So how do we move it all to where it needs to be?
Long before Europe’s renewable electricity sector blossomed, engineers across the continent were scratching their heads.
An electrified Europe would have to efficiently transport a lot more electricity, they realised. Tension was rising on the grid.
The grid simply refers to all the infrastructure we use to move power. So, how does it work?
Imagine a landscape with wind turbines, solar panels, a nuclear plant, houses, and a factory. Instead of power lines, this “grid” is connected by a network of roads, like a small city.
The highway is wide and can handle heavy traffic. Ordinary streets are narrower, while a country road barely fits one car at a time.
To get every car to its destination, the road network requires the right infrastructure in the right place.
Let's add some traffic.
The little cars represent the electrons transported by the electricity grid. Like ourselves, they’re impatient to arrive at their destination without delay.
Like the power grid, our mini road network needs to process traffic—the electricity—efficiently to avoid traffic jams—net congestion.
The better this is done, the less energy is wasted in the process.
But there’s more.
At any moment, the energy that goes in must match the energy that goes out. In other words: energy production and energy consumption need to always be the same.

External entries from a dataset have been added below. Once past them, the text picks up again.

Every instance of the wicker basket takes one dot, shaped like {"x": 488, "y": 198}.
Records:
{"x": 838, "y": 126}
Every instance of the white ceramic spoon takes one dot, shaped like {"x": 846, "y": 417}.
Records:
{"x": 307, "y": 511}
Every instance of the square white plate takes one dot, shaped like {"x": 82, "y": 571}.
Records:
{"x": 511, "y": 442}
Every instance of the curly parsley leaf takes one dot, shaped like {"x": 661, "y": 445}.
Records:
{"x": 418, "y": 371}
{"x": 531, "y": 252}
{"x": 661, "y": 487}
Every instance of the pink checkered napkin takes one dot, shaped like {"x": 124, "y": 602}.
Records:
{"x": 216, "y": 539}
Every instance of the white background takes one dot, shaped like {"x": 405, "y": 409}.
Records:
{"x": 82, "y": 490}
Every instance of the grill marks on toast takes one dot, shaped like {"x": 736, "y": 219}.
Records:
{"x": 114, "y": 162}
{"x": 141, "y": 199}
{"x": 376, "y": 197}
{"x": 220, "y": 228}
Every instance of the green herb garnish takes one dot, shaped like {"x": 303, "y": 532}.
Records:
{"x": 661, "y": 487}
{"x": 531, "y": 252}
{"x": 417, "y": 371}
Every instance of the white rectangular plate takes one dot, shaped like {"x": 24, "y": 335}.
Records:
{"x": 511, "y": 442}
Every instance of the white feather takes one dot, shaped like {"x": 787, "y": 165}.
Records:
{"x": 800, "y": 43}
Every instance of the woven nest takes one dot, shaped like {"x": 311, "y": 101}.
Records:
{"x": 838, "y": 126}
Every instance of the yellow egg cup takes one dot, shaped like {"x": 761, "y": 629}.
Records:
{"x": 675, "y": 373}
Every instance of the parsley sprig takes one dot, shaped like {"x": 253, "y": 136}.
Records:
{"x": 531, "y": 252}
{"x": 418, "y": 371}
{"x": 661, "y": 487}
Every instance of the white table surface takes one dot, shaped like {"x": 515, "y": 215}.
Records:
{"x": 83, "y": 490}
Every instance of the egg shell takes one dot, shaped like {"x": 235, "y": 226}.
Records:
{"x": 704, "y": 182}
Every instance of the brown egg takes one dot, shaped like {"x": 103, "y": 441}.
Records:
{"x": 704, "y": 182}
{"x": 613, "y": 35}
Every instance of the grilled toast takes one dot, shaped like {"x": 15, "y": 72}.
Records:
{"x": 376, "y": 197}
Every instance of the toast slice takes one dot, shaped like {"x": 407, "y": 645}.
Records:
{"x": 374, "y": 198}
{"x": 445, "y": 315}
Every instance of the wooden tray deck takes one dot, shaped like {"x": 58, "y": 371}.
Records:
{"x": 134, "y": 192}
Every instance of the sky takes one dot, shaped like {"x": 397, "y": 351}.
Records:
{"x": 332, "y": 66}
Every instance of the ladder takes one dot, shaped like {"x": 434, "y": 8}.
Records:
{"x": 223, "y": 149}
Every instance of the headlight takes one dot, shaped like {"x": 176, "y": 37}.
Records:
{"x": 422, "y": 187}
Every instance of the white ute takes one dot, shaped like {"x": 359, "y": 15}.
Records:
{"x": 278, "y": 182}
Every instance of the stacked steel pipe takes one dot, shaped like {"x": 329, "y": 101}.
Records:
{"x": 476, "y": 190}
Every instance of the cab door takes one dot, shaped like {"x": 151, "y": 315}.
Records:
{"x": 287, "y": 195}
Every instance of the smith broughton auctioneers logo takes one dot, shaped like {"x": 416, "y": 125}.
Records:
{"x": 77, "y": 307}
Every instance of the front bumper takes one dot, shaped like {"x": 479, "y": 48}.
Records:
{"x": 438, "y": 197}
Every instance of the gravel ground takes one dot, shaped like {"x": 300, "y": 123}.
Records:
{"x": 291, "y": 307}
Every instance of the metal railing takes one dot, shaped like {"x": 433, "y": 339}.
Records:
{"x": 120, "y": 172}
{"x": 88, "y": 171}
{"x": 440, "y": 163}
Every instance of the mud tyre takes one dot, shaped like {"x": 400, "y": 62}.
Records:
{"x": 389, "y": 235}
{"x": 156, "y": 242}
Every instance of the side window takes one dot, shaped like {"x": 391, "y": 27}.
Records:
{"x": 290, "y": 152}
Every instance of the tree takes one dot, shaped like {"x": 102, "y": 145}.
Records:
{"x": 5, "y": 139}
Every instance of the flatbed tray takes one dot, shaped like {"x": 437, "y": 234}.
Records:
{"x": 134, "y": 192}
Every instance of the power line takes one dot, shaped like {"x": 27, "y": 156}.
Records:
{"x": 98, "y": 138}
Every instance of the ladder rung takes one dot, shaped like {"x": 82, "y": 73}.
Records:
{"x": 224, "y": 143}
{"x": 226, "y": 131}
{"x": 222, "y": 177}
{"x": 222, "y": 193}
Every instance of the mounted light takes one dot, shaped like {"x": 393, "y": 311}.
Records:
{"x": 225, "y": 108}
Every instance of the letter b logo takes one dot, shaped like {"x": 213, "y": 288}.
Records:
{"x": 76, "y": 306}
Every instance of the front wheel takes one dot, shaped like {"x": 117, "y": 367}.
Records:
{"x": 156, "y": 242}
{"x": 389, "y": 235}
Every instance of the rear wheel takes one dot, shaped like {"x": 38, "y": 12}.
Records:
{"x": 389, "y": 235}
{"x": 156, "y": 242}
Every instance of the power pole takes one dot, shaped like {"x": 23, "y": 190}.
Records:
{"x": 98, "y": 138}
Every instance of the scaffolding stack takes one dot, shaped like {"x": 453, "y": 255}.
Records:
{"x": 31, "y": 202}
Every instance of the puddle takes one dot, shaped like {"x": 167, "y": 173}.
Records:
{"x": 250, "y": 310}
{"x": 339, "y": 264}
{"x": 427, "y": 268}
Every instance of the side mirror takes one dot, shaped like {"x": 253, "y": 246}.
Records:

Any imbalance may lead to a blackout—a total loss of power.
To avoid these blackouts, grid operators need to constantly balance supply and demand, while managing traffic to avoid everything grinding to a halt.
This was a lot easier back when most energy came from a handful of fossil-powered plants.
Renewable energy fluctuates by the second and its sources are found all over the map.
As more variable energy entered the landscape, it became increasingly difficult to feed every power source into the grid while keeping the balance.
Using our metaphor: rather than a steady and predictable flow of traffic, renewable energy introduced eager motorists appearing from countless side streets, left and right.
The grid transformed from a small countryside town to Rome during rush hour. Improving the road network became the number one priority.
Not just within countries, but in Europe as a whole. Because connecting your grid with other countries—creating a super grid—solves two problems at once.
First, trading electricity with your neighbours helps balance the grid when your supply and demand are at odds.
Second, the super grid connects different places with different energy sources.
This is how a windless day in the North Sea can be compensated by sunshine in Germany, and vice versa.
European supergrid as imagined by SuperNode
As the European grid expanded, every corner of the continent linked up through large-scale transmission lines that you can imagine as super highways.
Additionally, countries started plugging in large-scale energy storage facilities to stock energy when it was plentiful, to cover for periods when it was scarce. Picture it like a parking garage in our mini world.
Are you starting to see it?
How all of these moving parts turned into a resilient grid that handles the ebb and flow of renewable energy and the electrified society we have become?